September 22, 2019

Democratic First Selectman Norman Needleman Uncontested for Second Term, Bruce Glowac Nominated for Republican Selectman Seat

First Selectman Norman Needleman

First Selectman Norman Needleman

ESSEX— Democratic First Selectman Norman Needleman will run unopposed for a second term, as party nominations Wednesday set up a low-key Nov. 5 town election with two seats on the board of finance the only contested races on the ballot. Bruce Glowac, a former first selectman, was nominated by town Republicans for the minority party seat on the three member board of selectmen.

Needleman and Democratic Selectwoman Stacia Libby were unanimously endorsed by the Essex Democratic Town committee for a second term. Needleman was nominated by Democratic State Rep. Phil Miller, who served as first selectman from 2003 to 2011. Needleman served on the board of selectmen during Miller’s years in the top job. Miller said Needleman had provided consistent leadership over the past two years, and “loves and believes in the town and its people.”

The nomination for first selectman was left vacant when about 25 Republicans gathered for a nominating caucus at town hall after Democrats concluded their nominations vote minutes earlier in the same building.

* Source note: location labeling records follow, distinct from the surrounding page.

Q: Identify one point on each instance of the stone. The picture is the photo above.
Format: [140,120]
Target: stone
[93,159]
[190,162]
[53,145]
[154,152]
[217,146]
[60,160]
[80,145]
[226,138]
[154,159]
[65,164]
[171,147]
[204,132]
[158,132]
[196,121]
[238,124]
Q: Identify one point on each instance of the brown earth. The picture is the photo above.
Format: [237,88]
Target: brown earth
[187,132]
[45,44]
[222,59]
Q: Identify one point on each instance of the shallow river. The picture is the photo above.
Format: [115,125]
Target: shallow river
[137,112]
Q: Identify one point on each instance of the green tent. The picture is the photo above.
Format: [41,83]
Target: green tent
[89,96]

Republican Town Chairman Edward Cook said no one expressed interest in the nomination to challenge Needleman. Cook said members of the town committee had concluded that Needleman was “doing a pretty decent job,” and that 2013 was a year to “concentrate on being constructive,” as Democrats and Republicans battle over broader issues on the national level.

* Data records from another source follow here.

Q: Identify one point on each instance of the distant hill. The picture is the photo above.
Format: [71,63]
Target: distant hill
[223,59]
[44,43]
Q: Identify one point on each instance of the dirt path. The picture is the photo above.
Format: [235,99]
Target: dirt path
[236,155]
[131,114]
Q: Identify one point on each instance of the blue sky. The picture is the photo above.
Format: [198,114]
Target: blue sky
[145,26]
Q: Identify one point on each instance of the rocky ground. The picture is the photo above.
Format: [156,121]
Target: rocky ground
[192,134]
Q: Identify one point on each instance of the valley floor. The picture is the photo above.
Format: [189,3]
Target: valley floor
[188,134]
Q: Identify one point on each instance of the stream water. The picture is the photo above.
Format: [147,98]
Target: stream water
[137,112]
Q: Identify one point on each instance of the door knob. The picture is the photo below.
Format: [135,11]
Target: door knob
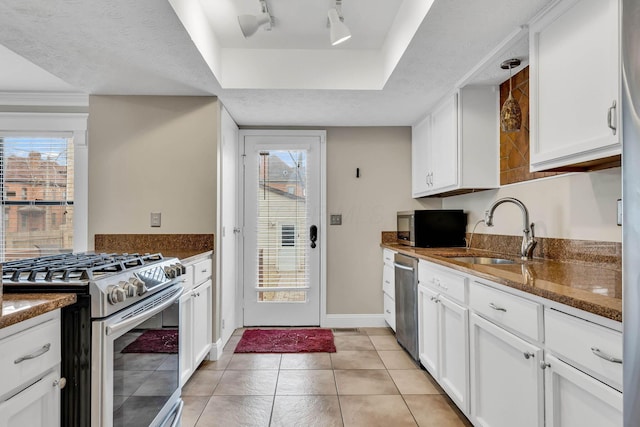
[313,235]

Bruce Glowac, who served as first selectman from 1991-1995, was unanimously nominated by town Republicans for the board of selectman. Glowac, who has worked since 1999 as director of facilities for Region 4 schools, said he had  “always planned to come back to public service,” in the town. Glowac, 61, also acknowledged he could be interested in another run for the top job in 2015. He will continue in the Region 4 job while serving as a selectman.  Glowac said his goals for the next two years are to “bring common sense to town government and to make sure we have a friendly town hall.”

The Republican selectman seat has been held since 2009 by Joel Marzi, who was nominated by town Republicans for the open position of town clerk. The Democratic town committee also cross-endorsed Marzi for election to a four-year term as town clerk. Republicans cross-endorsed the incumbent Democratic tax collector, Megan Haskins, for a second term

James Francis, chairman of the board of finance since 2003, was nominated by Democrats for the open position of town treasurer. Francis was not cross-endorsed by town Republicans, but is uncontested for election to a four-year term in the part-time job.

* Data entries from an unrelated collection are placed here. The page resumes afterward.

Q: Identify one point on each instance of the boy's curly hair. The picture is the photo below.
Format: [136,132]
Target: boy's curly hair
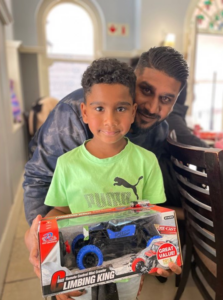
[109,71]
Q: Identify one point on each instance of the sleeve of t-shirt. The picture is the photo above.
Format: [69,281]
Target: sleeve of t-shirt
[153,189]
[56,195]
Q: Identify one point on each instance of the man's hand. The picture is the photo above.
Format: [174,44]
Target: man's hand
[174,269]
[68,296]
[31,242]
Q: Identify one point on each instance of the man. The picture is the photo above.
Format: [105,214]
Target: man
[161,74]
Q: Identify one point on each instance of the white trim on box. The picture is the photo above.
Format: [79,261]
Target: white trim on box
[9,233]
[5,16]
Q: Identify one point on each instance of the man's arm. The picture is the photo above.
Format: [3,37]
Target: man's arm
[62,131]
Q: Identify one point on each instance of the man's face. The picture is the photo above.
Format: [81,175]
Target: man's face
[156,94]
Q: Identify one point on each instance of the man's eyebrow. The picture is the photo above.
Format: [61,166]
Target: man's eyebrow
[103,103]
[146,84]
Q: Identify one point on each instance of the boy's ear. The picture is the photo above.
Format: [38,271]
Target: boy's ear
[134,108]
[84,113]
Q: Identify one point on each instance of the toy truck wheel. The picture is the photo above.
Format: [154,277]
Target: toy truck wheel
[77,242]
[89,256]
[62,249]
[138,264]
[153,238]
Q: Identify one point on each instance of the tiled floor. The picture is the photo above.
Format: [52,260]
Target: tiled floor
[22,284]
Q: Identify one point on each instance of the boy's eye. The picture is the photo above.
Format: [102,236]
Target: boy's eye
[121,109]
[165,99]
[99,108]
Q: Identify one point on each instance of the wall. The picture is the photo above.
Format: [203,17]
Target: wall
[12,156]
[161,17]
[149,21]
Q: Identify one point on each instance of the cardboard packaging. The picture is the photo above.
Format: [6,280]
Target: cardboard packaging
[92,248]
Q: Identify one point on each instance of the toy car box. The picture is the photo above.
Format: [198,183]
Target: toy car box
[92,248]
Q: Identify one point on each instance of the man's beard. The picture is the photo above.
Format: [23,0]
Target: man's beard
[136,128]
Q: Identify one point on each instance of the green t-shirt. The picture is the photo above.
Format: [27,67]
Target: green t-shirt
[85,183]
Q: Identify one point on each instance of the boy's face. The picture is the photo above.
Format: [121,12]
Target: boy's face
[109,112]
[156,94]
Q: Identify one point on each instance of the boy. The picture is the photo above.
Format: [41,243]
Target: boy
[108,170]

Leigh Rankin, a former U.S. Coast Guard officer with engineering experience, was nominated by Republicans for a six-year term in the Region 4 Board of Education. Rankin was cross-endorsed by Democrats. Incumbent Republican Coral Rawn was cross-endorsed by Democrats for a new term on the board of assessment appeals. Democrat Carolyn Rotella and incumbent Republican Adam Conrad were nominated for uncontested election of the local board of education.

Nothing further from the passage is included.